Amber Rudd: West Midlands a standard bearer for helping people into work

Work and Pensions Secretary Amber Rudd will take her Universal Credit fact finding tour to the West Midlands today (Friday, 4 January).

The tour forms part of a commitment to review how welfare reforms are impacting people across the country.

Making her first visit of 2019 to the West Midlands, Amber Rudd will be hosted at the Jobcentre Plus in Stoke-on-Trent and Yardley, Birmingham, to meet staff, including the work coaches who’ve helped many of the 65,000 people who’ve moved into work in the last year in the region – delivering record employment in 2018.

Work and Pensions Secretary Amber Rudd said:

Universal Credit can be a huge force for good and has produced positive results here in the West Midlands.

One of these is a programme I’ll see today in Yardley. It provides special training to British Pakistani and British Bangladeshi women to help get them into work for the first time.

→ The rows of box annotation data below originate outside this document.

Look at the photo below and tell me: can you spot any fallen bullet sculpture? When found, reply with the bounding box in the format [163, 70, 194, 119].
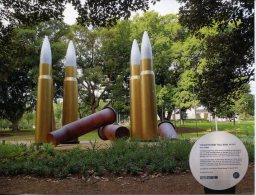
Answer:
[47, 107, 116, 145]
[158, 121, 178, 139]
[98, 125, 130, 141]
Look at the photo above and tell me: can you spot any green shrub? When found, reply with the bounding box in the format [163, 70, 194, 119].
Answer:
[0, 140, 254, 178]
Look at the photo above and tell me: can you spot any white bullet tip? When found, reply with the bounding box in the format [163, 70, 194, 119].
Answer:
[65, 41, 76, 66]
[141, 31, 152, 59]
[131, 39, 141, 65]
[40, 36, 52, 65]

So when I talk about making our welfare system work better and fairer for women, the West Midlands is a regional leader in this respect and these are exactly the type of schemes I want to see more of.

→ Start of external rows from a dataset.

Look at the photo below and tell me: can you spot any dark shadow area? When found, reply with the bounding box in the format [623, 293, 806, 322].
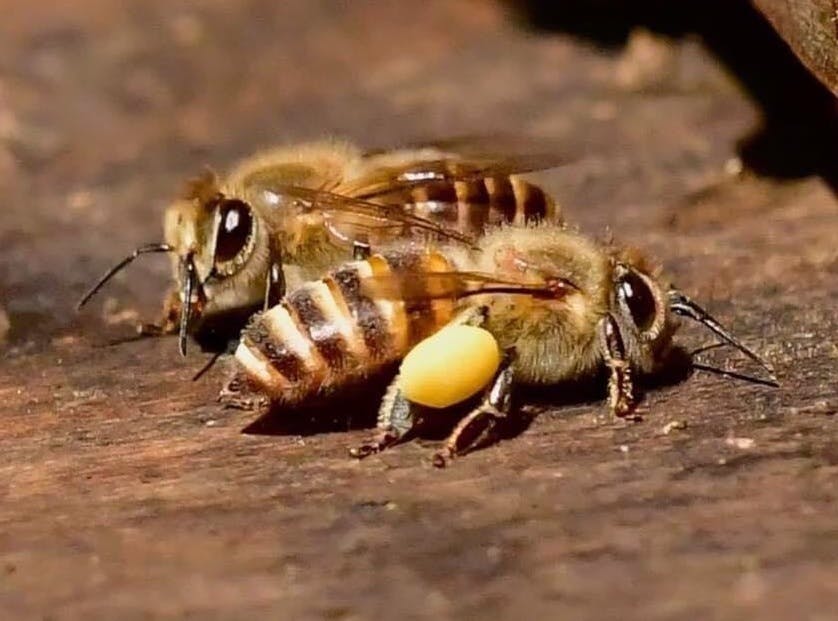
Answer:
[242, 375, 392, 436]
[507, 0, 838, 191]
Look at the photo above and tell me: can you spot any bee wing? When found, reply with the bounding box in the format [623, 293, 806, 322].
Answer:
[361, 271, 559, 302]
[270, 184, 473, 245]
[341, 153, 567, 199]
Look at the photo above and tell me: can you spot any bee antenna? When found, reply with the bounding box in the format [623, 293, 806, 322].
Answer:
[76, 244, 174, 310]
[178, 252, 197, 356]
[669, 289, 780, 387]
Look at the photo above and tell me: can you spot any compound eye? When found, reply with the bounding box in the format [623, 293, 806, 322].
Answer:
[617, 272, 657, 332]
[215, 200, 253, 263]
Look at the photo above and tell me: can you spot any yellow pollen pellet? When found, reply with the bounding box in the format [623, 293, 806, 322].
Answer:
[399, 326, 500, 408]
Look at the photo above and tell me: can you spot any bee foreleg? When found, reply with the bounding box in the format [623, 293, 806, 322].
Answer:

Yet I know there is more to do to make sure Universal Credit is right for every single person who uses it so I’m looking forward to meeting local claimants and our brilliant work coaches to hear directly from them about what is and isn’t working for them.

Since 2010 the region has seen 276,000 more people enter work – the vast majority in higher-skilled roles. 128,000 more jobs were created in IT and business services for example.

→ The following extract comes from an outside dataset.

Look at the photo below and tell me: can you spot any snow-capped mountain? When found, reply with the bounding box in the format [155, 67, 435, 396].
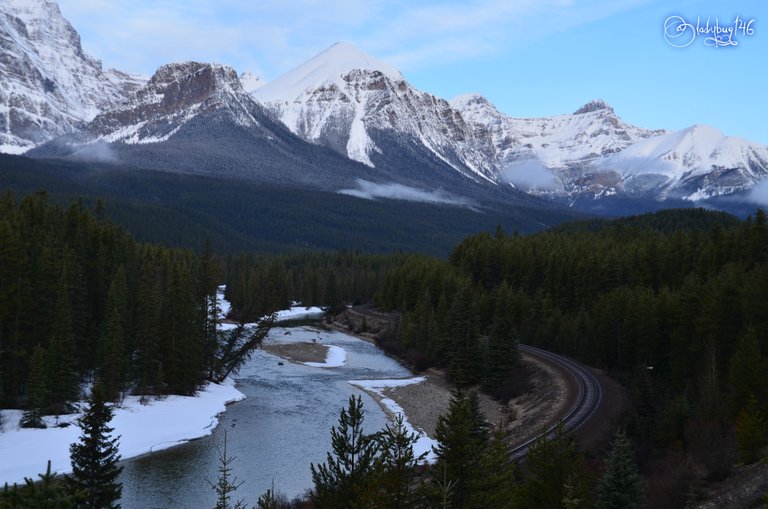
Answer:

Since her appointment in November, Amber Rudd has been reviewing the government’s key welfare reform, Universal Credit, which replaces 6 different benefits with one single payment.

While the new system has been shown to get people into work more quickly and stay in work longer, Amber Rudd has committed to ensuring it works for all claimants by getting support to people faster.

While in the West Midlands she will also meet local people using the Jobcentre Plus to get back into work, including women from the British Pakistani and British Bangladeshi communities taking part in a special mentoring programme in Yardley.

This follows her new year commitment to make the welfare system work better for women in particular, as well as helping more people into work and ensuring they get the support they need more quickly.

She will also visit Acacia Training in Stoke – which works with local jobcentres to help unemployed people get the qualifications they need for jobs in nursing, childcare and social care. 75,000 more people have secured health and education jobs in the West Midlands since 2010.

Yardley – British Pakistani and British Bangladeshi mentoring programme

Employment rates among British Pakistani and British Bangladeshi women are among the lowest in the UK.

That’s why jobcentre staff in Yardley launched a mentoring pilot in September 2018 for women from these communities, identifying the barriers they faced to entering work.

Working with local MP Jess Phillips to help women into the programme, they offered tailored support such as training, opportunities to gain qualifications and confidence-building exercises. Many of the women have since found jobs and the programme is expected to be rolled out further this year.

Yardley jobcentre in Birmingham has been running Universal Credit for all new claimants since November 2017, followed by Hanley jobcentre in Stoke from June 2018.